Копыта застучали снова, и частая стукотня их становилась все более и более звучной. Вдруг у изгороди, в сажени от окна, появился Мишкин любимчик, щенок Тузик, совсем глупый еще и не в меру лихой. Уткнулся в щель плетня носом, поводил им, вынюхивая что-то, и нерешительно – «Гав!» Постоял без движения, будто размышляя. Потом зарычал и, уже уверенней: «Гав, гав, гав!..» В крайнем кусту зашуршали листья. Надя, сжимая револьвер, вплотную придвинулась к подоконнику, но рассмотреть в сирени ничего не могла. Перед глазами были только черные волнистые линии да пятна. По палисаднику, заметно удаляясь, поплыл тихий шорох. Он поплыл в том направлении, где был самый низкий плетень, в углу палисадника. Щенок залился лаем и помчался под изгородью.

Раздался треск плетня; негромкий, но совершенно очевидный треск ломавшихся гнилых прутьев; чуть внятно отозвался прыжок, и что-то при этом лязгнуло, словно ударилась железка о железку. Щенок уже не лаял, а злобно визжал и урчал, по-видимому вцепившись в прыгуна. Но вот почудился какой-то странный мягкий звук: чмок! И щенок разом оборвал. Все замерло. Только слышно было, как по улице с другой стороны рысью бежала лошадь.

«Пропал Тузик!» – первое, что подумала Надя с обидой и жалостью. Она высунулась в окно, ощутив, как шею обожгла ей струя росы с ветки, которую она толкнула, и вскинула револьвер. Но задержала палец на спусковом крючке и опустила руку. Нужно ли это? Нужно ли поднимать тревогу? Не скрывается ли тут какой-либо коварный вражий умысел? Начнется-де паника, пойдут поиски, а тем временем под шумок кадеты и ворвутся. Нет, тревогу, пожалуй, поднимать нельзя.

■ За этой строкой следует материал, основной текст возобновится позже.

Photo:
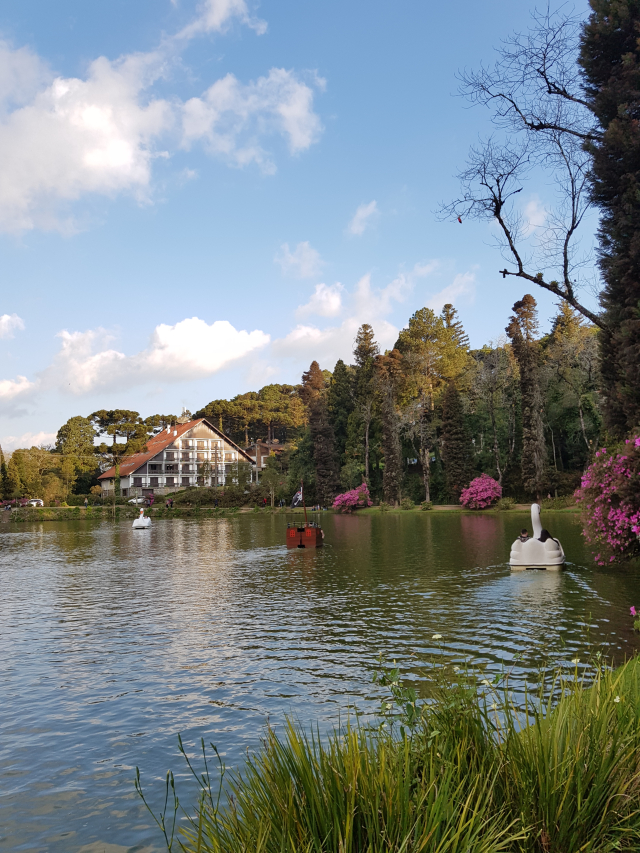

Кто же он, этот лихой с оружием человек, из каких хуторян: «мирных» или из тех, что ускакали к Дудакову? Что его, не побоявшегося ни патрулей, ни караулов, привело сюда в эту пору? Он, конечно, знал, куда шел и кого мог найти здесь, за этим окном. Но для нее, Нади, он, обнаруженный, был уже не опасен. А вот с Федором как?.. Надя была уверена, что ехал именно он, Федор. Была она уверена и в том, что враг пока еще где-то тут, рядом, в кустах при дороге или в канаве. Федор попадет прямо на него, если, не завернув домой, проедет мимо. Да хоть и не Федор – все равно.

Она быстро накинула платье, сбросив с себя платок, и, положив браунинг на сундук, взглянула на зыбку, где спокойно спала Любушка, и, снова взяв браунинг, метнулась в чулан, из чулана во двор, и за калитку. Подле раины, в узком меж двух плетней проулочке стоял старик Матвей Семенович, в одном исподнем белье, босиком, в руках – большущий кол.

– Чума его знает, что тут такое?.. На кого это он?.. – недоуменно говорил старик, вертя встрепанной головой. – Тузик, Тузик, на, на! Цунек, цунек!.. Хм! То бросался как бешеный, а то как сквозь землю провалился… И тебя вспугнул? – спросил он, обернувшись к Наде.